Clean Break

Home > Other > Clean Break > Page 1
Clean Break Page 1

by Tammy Cohen




  About the Book

  DIVORCE CAN BE DEADLY

  Kate wants a clean break from her husband Jack. They can still be friends. She just doesn’t want to stay married to him.

  But Jack doesn’t want a friend. He wants a wife. He wants Kate. And he will do anything to keep her.

  Jack remembers his wedding vow:

  Till death do us part

  He always keeps a promise.

  Contents

  Cover

  About the Book

  Title Page

  Prologue

  Chapter One

  Chapter Two

  Chapter Three

  Chapter Four

  Chapter Five

  Chapter Six

  Chapter Seven

  Chapter Eight

  Chapter Nine

  Chapter Ten

  Chapter Eleven

  Chapter Twelve

  Chapter Thirteen

  Chapter Fourteen

  Chapter Fifteen

  Chapter Sixteen

  Chapter Seventeen

  Chapter Eighteen

  Chapter Nineteen

  Read More

  About the Author

  Also by Tammy Cohen

  About Quick Reads

  Copyright

  Clean Break

  Tammy Cohen

  This is what you said:

  It’s not you, it’s me.

  You said:

  I love you but I’m not in love with you.

  You said:

  I just need space.

  You said:

  Kids adapt.

  This is what you did not say:

  I’m sleeping with someone else.

  But we made vows.

  And I intend to keep them.

  Till death do us part.

  Chapter One

  KATE: Wednesday morning,

  three days after the split

  ‘There’s no ham!

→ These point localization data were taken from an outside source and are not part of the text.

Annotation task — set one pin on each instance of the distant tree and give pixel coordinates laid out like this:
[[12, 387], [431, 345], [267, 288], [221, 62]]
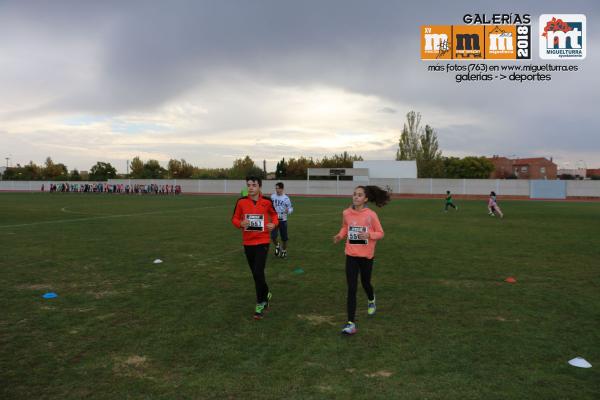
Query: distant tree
[[54, 171], [153, 170], [281, 169], [179, 169], [468, 167], [408, 147], [245, 167], [136, 167], [74, 175]]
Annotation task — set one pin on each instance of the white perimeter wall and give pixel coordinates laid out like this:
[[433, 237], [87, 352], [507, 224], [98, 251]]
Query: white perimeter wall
[[508, 187], [387, 169]]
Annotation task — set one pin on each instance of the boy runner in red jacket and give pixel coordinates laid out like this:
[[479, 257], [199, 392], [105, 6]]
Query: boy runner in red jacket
[[255, 215]]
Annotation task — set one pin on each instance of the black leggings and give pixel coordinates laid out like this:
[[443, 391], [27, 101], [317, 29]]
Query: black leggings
[[257, 259], [354, 267]]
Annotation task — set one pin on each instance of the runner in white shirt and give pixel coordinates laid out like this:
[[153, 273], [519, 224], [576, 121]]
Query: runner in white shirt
[[283, 207]]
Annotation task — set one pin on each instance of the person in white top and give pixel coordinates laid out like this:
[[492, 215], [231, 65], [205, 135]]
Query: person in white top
[[283, 207]]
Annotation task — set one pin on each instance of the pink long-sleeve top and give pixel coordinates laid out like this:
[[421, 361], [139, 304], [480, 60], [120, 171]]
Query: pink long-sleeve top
[[355, 222]]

Mum, Ben ate all the ham.’

  ‘I did not! I haven’t been near the fridge.’

  ‘Liar!’

  ‘Enough now, you two.’

  Kate glares at her two children, trying to look stern.

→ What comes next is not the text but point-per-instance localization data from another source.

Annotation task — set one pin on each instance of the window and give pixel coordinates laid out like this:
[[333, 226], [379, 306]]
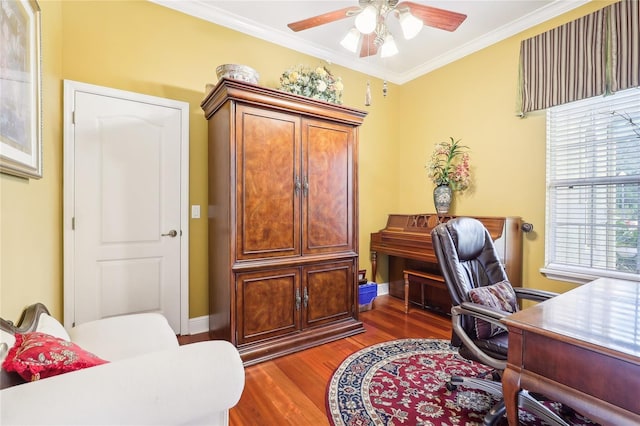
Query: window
[[593, 188]]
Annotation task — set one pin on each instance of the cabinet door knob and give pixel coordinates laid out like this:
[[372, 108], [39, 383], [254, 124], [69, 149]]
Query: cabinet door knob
[[297, 185]]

  ‘Look, this sneaking food from the kitchen all the time has got to stop. Yesterday there were no crisps for packed lunches. And last week you ate all the KitKats.’

  ‘But I didn’t …’ Amy’s eyes are round with outrage, but Kate ignores her.

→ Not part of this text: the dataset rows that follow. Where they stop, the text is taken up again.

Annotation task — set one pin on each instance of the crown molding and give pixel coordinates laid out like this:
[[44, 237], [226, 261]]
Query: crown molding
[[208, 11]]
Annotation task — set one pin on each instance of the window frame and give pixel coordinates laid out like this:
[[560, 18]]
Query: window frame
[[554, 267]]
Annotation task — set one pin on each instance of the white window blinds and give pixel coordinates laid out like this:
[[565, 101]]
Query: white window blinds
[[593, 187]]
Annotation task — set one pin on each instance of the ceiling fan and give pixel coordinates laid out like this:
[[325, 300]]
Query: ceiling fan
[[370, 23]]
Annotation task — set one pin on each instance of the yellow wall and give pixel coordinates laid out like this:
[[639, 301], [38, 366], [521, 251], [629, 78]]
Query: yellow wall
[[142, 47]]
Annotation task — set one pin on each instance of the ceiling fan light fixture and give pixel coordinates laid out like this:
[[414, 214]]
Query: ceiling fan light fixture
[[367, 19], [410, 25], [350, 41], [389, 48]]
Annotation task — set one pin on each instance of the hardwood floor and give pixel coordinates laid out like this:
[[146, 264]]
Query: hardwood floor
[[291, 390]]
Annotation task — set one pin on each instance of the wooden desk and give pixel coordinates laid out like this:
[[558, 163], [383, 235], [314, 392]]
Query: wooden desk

  ‘I don’t care who did what, just pack it in. OK?’

  The kids leave the room, still arguing. Kate hears Ben’s heavy footsteps pounding up the stairs. When did he get so big? Almost a man now. She selects a playlist from her phone and slots it into the speaker. Still such a thrill to be able to listen to what she wants, when she wants. She hums along as she washes up the breakfast things. She’s forgotten about the missing ham.

  When was the last time she felt this happy?

  The blaring of her ringtone cuts through the music. Kate dries her hands on her jeans. She hasn’t been able to fit into these jeans for at least two years. Being able to wear them again feels like an omen, like the start of a new life.

  ‘Hi, Mel,’ she says, tucking the phone under her ear.

  ‘Are you drunk?’ asks Mel. ‘You sound drunk.’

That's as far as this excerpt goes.